Interest Rate Adjustments

§83-23-205(2)(b)(iii). Guaranty Association excludes from coverage: A portion of a policy or contract to the extent that the rate of interest on which it is based, or the interest rate, crediting rate or similar factor determined by use of an index or other external reference stated in the policy or contract employed in calculating returns or changes in value: 1. Averaged over the period of four (4) years prior to the date on which the member insurer becomes an impaired or insolvent insurer under this article, whichever is earlier, exceeds the rate of interest determined by subtract-ing two (2) percentage points from Moody's Corporate Bond Yield Average averaged for that same four-year period or for such lesser period if the policy or contract was issued less than four (4) years before the member insurer becomes an impaired or insolvent insurer under this article, whichever is earlier; and 2. On and after the date on which the member insurer becomes an impaired or insolvent insurer under this article, whichever is earlier, exceeds the rate of interest determined by subtracting three (3) percentage points from Moody's Corporate Bond Yield Average as most recently available; (Amended effective 3/17/2014)

Tax Offsets

§83-23-218(1). Yes. Prior to July 1, 1993, up to 25% of amount of assessment may be offset for the next two succeeding years; covers all but administrative expenses. After July 1, 1993, up to 20% of amount of assessments over the succeeding 5 years may be offset.
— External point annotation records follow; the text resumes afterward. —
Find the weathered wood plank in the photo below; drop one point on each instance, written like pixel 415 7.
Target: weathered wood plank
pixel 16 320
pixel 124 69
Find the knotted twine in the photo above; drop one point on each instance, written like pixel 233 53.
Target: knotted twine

Carryover is allowed where the offset is less than 20%, until offset is fully used.

Definition of Premium

§ 83-23-209 (q) “(q) "Premiums" means amounts or considerations (by whatever name called) received on covered policies or contracts less returned premiums, considerations and deposits, and less dividends and experience credits. "Premiums" does not include amounts or considerations received for policies or contracts or for the portions of policies or contracts for which coverage is not provided under Section 83-23-205(2), except that assessable premium shall not be reduced on account of Sections 83-23-205(2)(b)(iii) relating to interest limitations and 83-23-205(3) (b) relating to limitations with respect to one (1) individual, one (1) participant and one (1) contract owner. "Premiums" shall not include: (i) Premiums in excess of Five Million Dollars ($ 5,000,000.00) on an unallocated annuity contract not issued under a governmental retirement benefit plan (or its trustee) established under Section 401, 403(b) or 457 of the United States Internal Revenue Code; or (ii) With respect to multiple nongroup policies of life insurance owned by one (1) owner, whether the policy owner is an individual, firm, corporation or other person, and whether the persons insured are officers, managers, em-ployees or other persons, premiums in excess of Five Million Dollars ($ 5,000,000.00) with respect to these policies or contracts, regardless of the number of policies or contracts held by the owner. (Amended effective 3/17/2014)

Advertising Prohibition

§83-23-235 “Use of association's name to advertise; statement of purpose and limitations of article; attachment to contracts; disclaimer” (1) No person, including an insurer, agent or affiliate of an insurer shall make, publish, disseminate, circulate or place before the public, or cause directly or indirectly, to be made, published, disseminated, circulated or placed before the public in any newspaper, magazine or other publication, or in the form of a notice, circular, pamphlet, letter or poster, or over any radio station or television station, or in any other way, any advertisement, announcement or statement, written or oral, which uses the existence of the Insurance Guaranty Association of this state for the purpose of sales, solicitation or inducement to purchase any form of insurance covered by the Mississippi Life and Health Insurance Guaranty Association Act. However, this § shall not apply to the Mississippi Life and Health Insurance Guaranty Association or any other entity which does not sell or solicit insurance.